The entire process takes roughly four days, and the result is in consumers’ hands the same day it leaves the kiln. “Smoking the fish slows down its deterioration rate, but the salmon stills tastes best the day after it’s smoked,” says Lance.
London’s first ever protected food
It’s this distinctively simple London Cure that is H Forman & Son’s jewel in the crown, and in 2017 it was awarded PGI status after a four-year campaign by Lance, in recognition of its significance to the local area. No other food or drink in the capital has been granted it to date, including London gin. “We’re proud of that,” nods Lance. “We think every restaurant in London worth its salt should use London Cure smoked salmon. If you went to the Champagne region of France there’s not a hope in hell they’d serve prosecco! It’s part of the heritage of London’s food culture.”

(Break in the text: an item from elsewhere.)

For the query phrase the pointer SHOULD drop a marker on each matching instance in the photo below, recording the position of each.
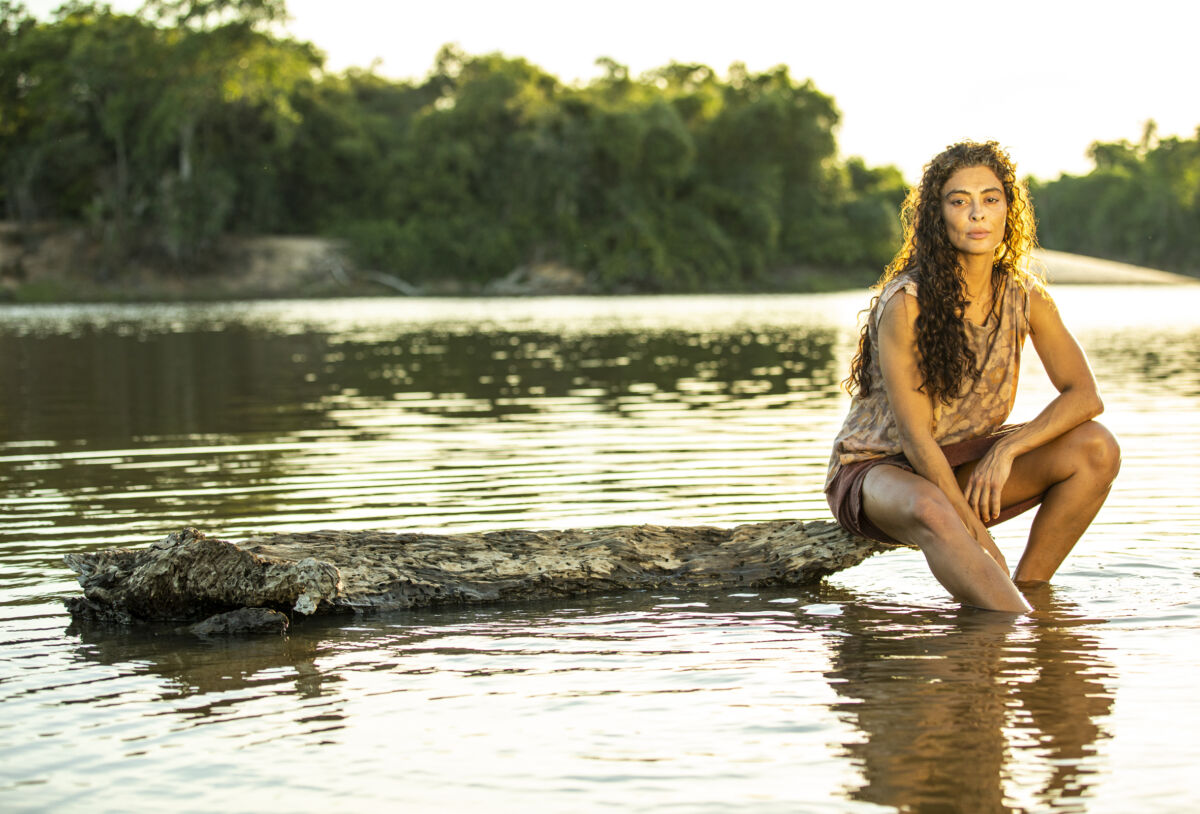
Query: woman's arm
(913, 411)
(1078, 401)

The business regularly runs tours and windows into the factory area give an overview of the whole process. “There’s nothing complicated about what we do,” confides Lance. “The hard thing is being able to do it consistently, day after day, for 100 years. That’s the challenge.”
A trinity of disasters
A challenge it has been. Soon after Lance took the reins from father Marcel in the 1990s, a trio of tragedies struck. In 1998 a fire gutted the factory, where the business had been based for the previous 40 years; just 18 months later the refurbished site was flooded. New premises were built nearby, but within two years Lance learned that the land was wanted for the 2012 Olympic Stadium, and 350 businesses in the area were issued with compulsory purchase orders. Thorny negotiations ensued (about which Lance penned a tell-all book) and the result in 2007 was a new complex for the business, which includes a restaurant, art gallery, venue space and facilities for a fine food retail arm, Forman & Field.

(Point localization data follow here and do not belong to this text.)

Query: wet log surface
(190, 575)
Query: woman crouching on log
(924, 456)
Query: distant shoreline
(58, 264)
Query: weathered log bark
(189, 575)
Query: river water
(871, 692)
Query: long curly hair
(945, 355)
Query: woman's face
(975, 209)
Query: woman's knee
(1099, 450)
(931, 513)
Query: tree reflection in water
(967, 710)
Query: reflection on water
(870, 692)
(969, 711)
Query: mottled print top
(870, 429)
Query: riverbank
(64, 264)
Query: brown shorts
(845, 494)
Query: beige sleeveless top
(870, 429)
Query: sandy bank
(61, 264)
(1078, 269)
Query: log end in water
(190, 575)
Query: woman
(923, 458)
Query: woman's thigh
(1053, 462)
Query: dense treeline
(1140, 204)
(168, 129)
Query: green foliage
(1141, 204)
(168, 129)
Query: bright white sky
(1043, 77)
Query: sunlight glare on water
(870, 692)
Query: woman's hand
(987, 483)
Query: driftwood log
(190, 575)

It’s clear Lance is a shrewd businessman – he has brought Forman’s smoked salmon to consumers via the web and supplying supermarkets – and he isn’t shy about singing his product’s praises. He reels off myriad reasons why mass-produced smoked salmon is inferior, from the use of heavy smoke or sugar to mask less-than-fresh fish, to improper curing. Or the use of liquid smoke and brine to minimise the weight lost. “In our view it has completely devalued and ruined the good name of smoked salmon,” says Lance. “A lot of people don’t like smoked salmon and I don’t blame them – a lot of it’s pretty unpleasant, smoky and slimy.”

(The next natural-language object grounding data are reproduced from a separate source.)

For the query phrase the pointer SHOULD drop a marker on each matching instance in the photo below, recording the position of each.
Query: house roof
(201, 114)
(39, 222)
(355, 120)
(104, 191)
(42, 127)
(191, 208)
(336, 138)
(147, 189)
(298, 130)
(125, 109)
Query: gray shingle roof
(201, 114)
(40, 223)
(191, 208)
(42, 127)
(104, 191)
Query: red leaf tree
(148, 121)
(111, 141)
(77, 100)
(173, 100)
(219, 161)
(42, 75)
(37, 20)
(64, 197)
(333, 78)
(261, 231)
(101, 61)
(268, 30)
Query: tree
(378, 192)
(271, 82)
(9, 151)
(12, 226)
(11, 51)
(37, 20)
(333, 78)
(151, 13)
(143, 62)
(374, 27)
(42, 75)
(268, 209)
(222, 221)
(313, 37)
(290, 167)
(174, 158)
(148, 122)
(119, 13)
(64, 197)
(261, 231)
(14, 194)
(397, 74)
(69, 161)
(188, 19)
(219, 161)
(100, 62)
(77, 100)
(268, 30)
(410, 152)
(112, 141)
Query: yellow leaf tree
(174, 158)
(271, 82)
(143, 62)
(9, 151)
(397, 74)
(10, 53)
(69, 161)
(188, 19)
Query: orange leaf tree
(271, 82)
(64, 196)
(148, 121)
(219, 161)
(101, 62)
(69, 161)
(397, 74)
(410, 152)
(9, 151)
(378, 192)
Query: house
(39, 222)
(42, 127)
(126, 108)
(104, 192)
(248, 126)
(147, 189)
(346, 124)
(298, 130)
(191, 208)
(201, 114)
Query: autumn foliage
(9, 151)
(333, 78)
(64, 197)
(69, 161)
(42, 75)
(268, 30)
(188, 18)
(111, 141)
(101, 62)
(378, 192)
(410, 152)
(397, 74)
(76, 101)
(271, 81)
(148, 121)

A common commercial practice is to keep the protective pellicle, which takes the brunt of the smoke, on the fish and slice the entire fillet mechanically (look for telltale brown edges on slivers of smoked salmon – an inferior product in Lance’s eyes). H Forman repurposes its pellicle for pâté and also sells it as jerky.
The Produce Awards Editor’s Choice: the royal fillet
Salmon has fatty and lean cuts, a fact that Forman’s is keen to highlight, and you can choose which you want when ordering through their website. “If you roast a chicken, everyone knows to ask, ‘Do you want the leg or the breast?’” says Lance. “It’s the same thing.”
The royal fillet, our 2017 Produce Awards Editor’s Choice, is cut from the leanest part of the smoked fillet. “It’s the fillet steak of smoked salmon,” Lance says proudly, offering me a slice. It glistens like a ruby and melts in the mouth with a clean salmon flavour and just a hint of smoke. A product of undeniable quality, heritage and skill, it’s not just worth its salt, but also its weight in gold.